While this movement is long ways from being a complete cure for "whiplash neck lockdown" it can go far to create healing and normal movement if you do it in a relaxed, unhurried fashion.  

I recommend that everyone learn this movement and do it many times a day. If you don't care to be seen imitating people from India, when talking to friends,  do it when you are alone, say a few moments before you brush your teeth, before meditation, or while you talk on the phone at home.  Make it a habit (a little now and then, every hour or two)  as you sit working at your computer. You need to start easy, go slow, relax into it, and give yourself some days or weeks to get the hang of it. 

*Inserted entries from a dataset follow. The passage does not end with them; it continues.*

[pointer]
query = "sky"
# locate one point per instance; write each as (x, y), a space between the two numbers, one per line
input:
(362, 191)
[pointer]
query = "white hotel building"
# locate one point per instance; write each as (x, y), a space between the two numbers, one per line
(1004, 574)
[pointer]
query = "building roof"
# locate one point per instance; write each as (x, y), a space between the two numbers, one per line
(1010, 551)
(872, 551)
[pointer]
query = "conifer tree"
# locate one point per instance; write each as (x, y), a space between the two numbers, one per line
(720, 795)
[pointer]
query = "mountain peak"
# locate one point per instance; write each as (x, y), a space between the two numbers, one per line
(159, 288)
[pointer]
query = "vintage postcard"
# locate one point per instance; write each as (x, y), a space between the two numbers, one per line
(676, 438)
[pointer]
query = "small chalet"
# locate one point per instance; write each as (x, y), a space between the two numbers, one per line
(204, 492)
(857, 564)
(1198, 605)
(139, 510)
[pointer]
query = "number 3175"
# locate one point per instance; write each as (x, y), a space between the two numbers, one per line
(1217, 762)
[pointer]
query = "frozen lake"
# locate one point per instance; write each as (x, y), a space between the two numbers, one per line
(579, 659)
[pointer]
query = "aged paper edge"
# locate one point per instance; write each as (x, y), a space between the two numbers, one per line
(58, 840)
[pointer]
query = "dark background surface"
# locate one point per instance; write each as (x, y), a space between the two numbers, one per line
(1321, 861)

Please, please, don't force this movement. Your neck muscles are most likely already too tight, preventing the movement, and force will create further damage and bad habits related to neck usage. Unless  you can fully relax into it, you will only get a grotesque kind of muscular overwork, and you'll be quickly discouraged from doing it by pain or out-of-joint vertebrae. This is why somatic interventions and "miracle cures" are seldom, if ever, produced just from reading a book or a blog and practicing what is written there. It really takes an experienced teacher to see where you are holding too much tension, how to bring that to awareness, along with how much work is too much, the best approach to reeducation of lost movement patterns, etc. These are intuitive, creative judgement calls customized for each client - then the magic happens, usually not before. If you really can't get the hang of it, then see a Feldenkrais Practitioner, show him or her this post. Or you could start hanging out with Indians, and maybe you'll get it by osmosis.